Popup windows from toolbar draws incorrectly
Categories
(Core :: Graphics: WebRender, defect)
Tracking
()
People
(Reporter: aosmond, Assigned: aosmond)
References
(Regression)
Details
(Keywords: regression)
Attachments
(6 files, 1 obsolete file)
This happens to me on Ubuntu 20.04 with my AMD Juniper card, but seemingly not on Ubuntu 18.04 with my Haswell GPU. When the GPU process was disabled, this started happening. I'll see if I can isolate this further.
STR:
- Explicitly disable GPU process if on older builds.
- Go to a random website. I used https://soylentnews.org/.
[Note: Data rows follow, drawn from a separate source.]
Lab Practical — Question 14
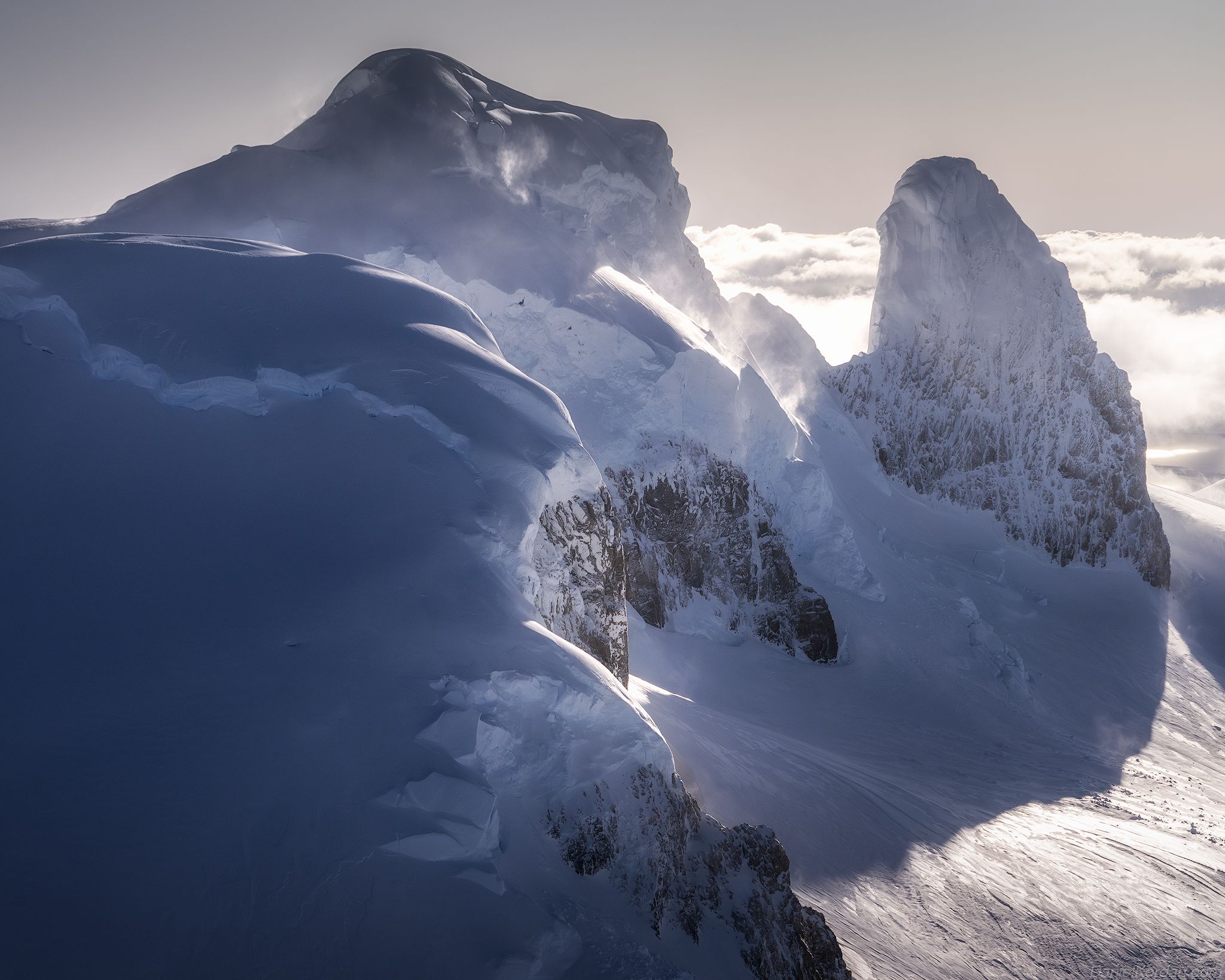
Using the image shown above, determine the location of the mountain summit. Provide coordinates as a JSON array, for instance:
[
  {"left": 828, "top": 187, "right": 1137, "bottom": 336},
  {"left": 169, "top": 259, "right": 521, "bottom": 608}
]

- Click on the Firefox Account button in the toolbar. Almost always happens right away, but I click a few times just in case I don't see it.
- Observe issue.
Assignee | ||
Updated•4 years ago
|
Comment 1•4 years ago
|
||
If this only happens with WR this might have the same cause as bug 1650246
Assignee | ||
Comment 2•4 years ago
|
||
mozregression --good 2020-01-01 --bad 2020-07-30 --pref gfx.webrender.all:true layers.gpu-process.enabled:false
It aborted before it could finish but I got:
Comment 3•4 years ago
|
||
This is the GLX appearance of bug 1650246. So I assume disabling the GPU process only made it more likely to occur.
(Jan Andre Ikenmeyer [:darkspirit] from bug 1650246 comment 0)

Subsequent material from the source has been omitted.